Nel libro “Cattivi Scienziati” il ricercatore di Biologia di Sistemi Complessi spiega il fenomeno delle frodi scientifiche amplificato dal Covid: «Il tempo da dedicare alla revisione dei singoli articoli è polverizzato dall’ammontare di manoscritti che arrivano»

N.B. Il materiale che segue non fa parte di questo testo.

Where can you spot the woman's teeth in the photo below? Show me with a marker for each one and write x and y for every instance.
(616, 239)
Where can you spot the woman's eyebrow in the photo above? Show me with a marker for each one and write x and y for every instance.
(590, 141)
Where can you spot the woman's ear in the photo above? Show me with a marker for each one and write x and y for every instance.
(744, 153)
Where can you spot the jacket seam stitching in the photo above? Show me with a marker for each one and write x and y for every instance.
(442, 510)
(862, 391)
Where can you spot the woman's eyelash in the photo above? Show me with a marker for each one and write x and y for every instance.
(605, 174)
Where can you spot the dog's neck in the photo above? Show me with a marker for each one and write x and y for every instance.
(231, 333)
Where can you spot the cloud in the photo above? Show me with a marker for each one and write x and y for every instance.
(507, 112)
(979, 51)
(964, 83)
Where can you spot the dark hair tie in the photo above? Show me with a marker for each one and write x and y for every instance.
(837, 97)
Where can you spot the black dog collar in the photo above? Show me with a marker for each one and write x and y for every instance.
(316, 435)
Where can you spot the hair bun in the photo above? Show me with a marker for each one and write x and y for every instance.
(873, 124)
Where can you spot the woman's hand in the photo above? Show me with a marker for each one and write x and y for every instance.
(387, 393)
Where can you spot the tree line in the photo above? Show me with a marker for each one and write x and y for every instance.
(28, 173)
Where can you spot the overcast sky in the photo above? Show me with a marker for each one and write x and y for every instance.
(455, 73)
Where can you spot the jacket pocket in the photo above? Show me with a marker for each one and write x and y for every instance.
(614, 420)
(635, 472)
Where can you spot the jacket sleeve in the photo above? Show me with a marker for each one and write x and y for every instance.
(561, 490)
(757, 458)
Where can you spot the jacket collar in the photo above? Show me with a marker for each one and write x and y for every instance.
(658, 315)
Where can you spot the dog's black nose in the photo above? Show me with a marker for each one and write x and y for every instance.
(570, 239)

«La divisione fra “ottimisti” e “catastrofisti” è da rifiutare in toto: esiste solo una varietà di posizioni, alcune delle quali provviste di dati, altre meno». Enrico Bucci, professore di Biologia dei Sistemi complessi presso la Sbarro Health Research Organization di Philadelphia della Temple University (oltre che editorialista de Il Foglio) non vuole partecipare alla disputa che divide (in modo improprio) virologi e scienziati italiani sull’evolversi dell’epidemia di Covid-19.
Dal suo osservatorio americano, Bucci non smette di combattere la sua battaglia, iniziata molti anni fa, contro le fake news e, soprattutto, le frodi nella ricerca scientifica. Così ecco tornare alla ribalta il suo libro del 2015 Cattivi scienziati con una seconda edizione dal sottotitolo eloquente: “La pandemia della malascienza”.
Secondo Bucci, è enorme il numero di articoli scientifici con “problemi”: alcune stime li calcolano tra lo 0,5 e il 20% di tutti gli articoli scientifici, ma solo una piccolissima parte di questi viene ritirata. Se il fenomeno era in preoccupante crescita cinque anni fa, lo è ancora di più con l’esplodere del Covid-19: esempio emblematico l’articolo sull’idrossiclorochina pubblicato sul Lancet e poi ritirato perché i dati su cui si basava non erano attendibili.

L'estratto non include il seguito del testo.